The roadmap draws on responses to a discussion paper the EBA published last August on its approach to regulating new financial technologies. Cryptocurrencies, such as bitcoin, were commonly cited by respondents as being vulnerable to money laundering and terrorist financing.
Other fintech solutions thought to be at increased risk of these activities included peer-to-peer lending, initial coin offerings and cross-border payments.
The EBA said, “Respondents thought this was due to a lax regulatory and supervisory environment and institutions’ lack of CDD [customer due diligence]/know your customer (‘KYC’) capability. Respondents also mentioned anonymity, the speed of transactions and the involvement of intermediaries as risk-increasing factors.”
Alongside its roadmap, the EBA has set up a hub for regulators in the region to discuss and share knowledge about financial technology.
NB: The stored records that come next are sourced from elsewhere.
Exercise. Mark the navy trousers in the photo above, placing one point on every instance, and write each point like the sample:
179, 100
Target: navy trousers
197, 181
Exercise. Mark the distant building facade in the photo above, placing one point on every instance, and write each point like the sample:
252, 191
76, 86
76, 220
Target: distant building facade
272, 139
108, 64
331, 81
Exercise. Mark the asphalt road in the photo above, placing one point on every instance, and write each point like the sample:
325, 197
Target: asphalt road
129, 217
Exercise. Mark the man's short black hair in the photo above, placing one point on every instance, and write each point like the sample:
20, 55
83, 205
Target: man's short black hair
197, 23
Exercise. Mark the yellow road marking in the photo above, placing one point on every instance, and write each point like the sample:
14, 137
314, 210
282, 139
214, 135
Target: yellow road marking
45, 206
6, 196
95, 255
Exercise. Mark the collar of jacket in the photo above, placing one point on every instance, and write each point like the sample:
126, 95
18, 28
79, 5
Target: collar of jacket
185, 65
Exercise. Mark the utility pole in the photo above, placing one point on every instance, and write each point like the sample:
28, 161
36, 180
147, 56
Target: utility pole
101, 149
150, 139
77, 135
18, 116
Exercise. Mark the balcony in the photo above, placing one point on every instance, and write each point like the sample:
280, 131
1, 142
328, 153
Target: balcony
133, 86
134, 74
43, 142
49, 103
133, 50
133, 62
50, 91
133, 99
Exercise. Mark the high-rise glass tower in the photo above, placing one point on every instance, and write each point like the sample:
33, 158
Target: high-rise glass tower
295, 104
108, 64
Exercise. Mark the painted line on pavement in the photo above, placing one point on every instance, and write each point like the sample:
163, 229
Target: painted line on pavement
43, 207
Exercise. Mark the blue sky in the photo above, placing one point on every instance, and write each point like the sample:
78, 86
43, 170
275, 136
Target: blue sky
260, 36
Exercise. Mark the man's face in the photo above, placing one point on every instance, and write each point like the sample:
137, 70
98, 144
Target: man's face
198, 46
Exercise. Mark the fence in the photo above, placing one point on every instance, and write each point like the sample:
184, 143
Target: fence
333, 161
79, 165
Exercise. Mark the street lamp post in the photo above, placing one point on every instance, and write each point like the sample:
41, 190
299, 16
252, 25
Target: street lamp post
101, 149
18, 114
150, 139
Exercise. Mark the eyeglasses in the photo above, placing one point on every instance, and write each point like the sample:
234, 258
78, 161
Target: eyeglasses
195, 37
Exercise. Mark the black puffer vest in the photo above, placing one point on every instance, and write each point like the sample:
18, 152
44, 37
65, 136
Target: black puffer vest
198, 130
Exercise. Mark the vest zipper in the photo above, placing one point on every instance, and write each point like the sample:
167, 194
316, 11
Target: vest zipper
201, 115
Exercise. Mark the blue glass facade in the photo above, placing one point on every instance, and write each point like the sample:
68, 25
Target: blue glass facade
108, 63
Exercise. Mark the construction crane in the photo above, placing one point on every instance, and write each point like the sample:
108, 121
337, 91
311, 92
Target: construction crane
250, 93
The idea of the hub is to bring together EU supervisors to enhance oversight of innovation, make sure they have similar approaches to regulation across the bloc and engage with existing and new fintech providers.
Andrea Enria, chair of the EBA, said that this would “help facilitate innovation and scalability across the single market”.
The regulator’s priorities outlined in the roadmap include assessing the approach to authorising and licensing fintech firms.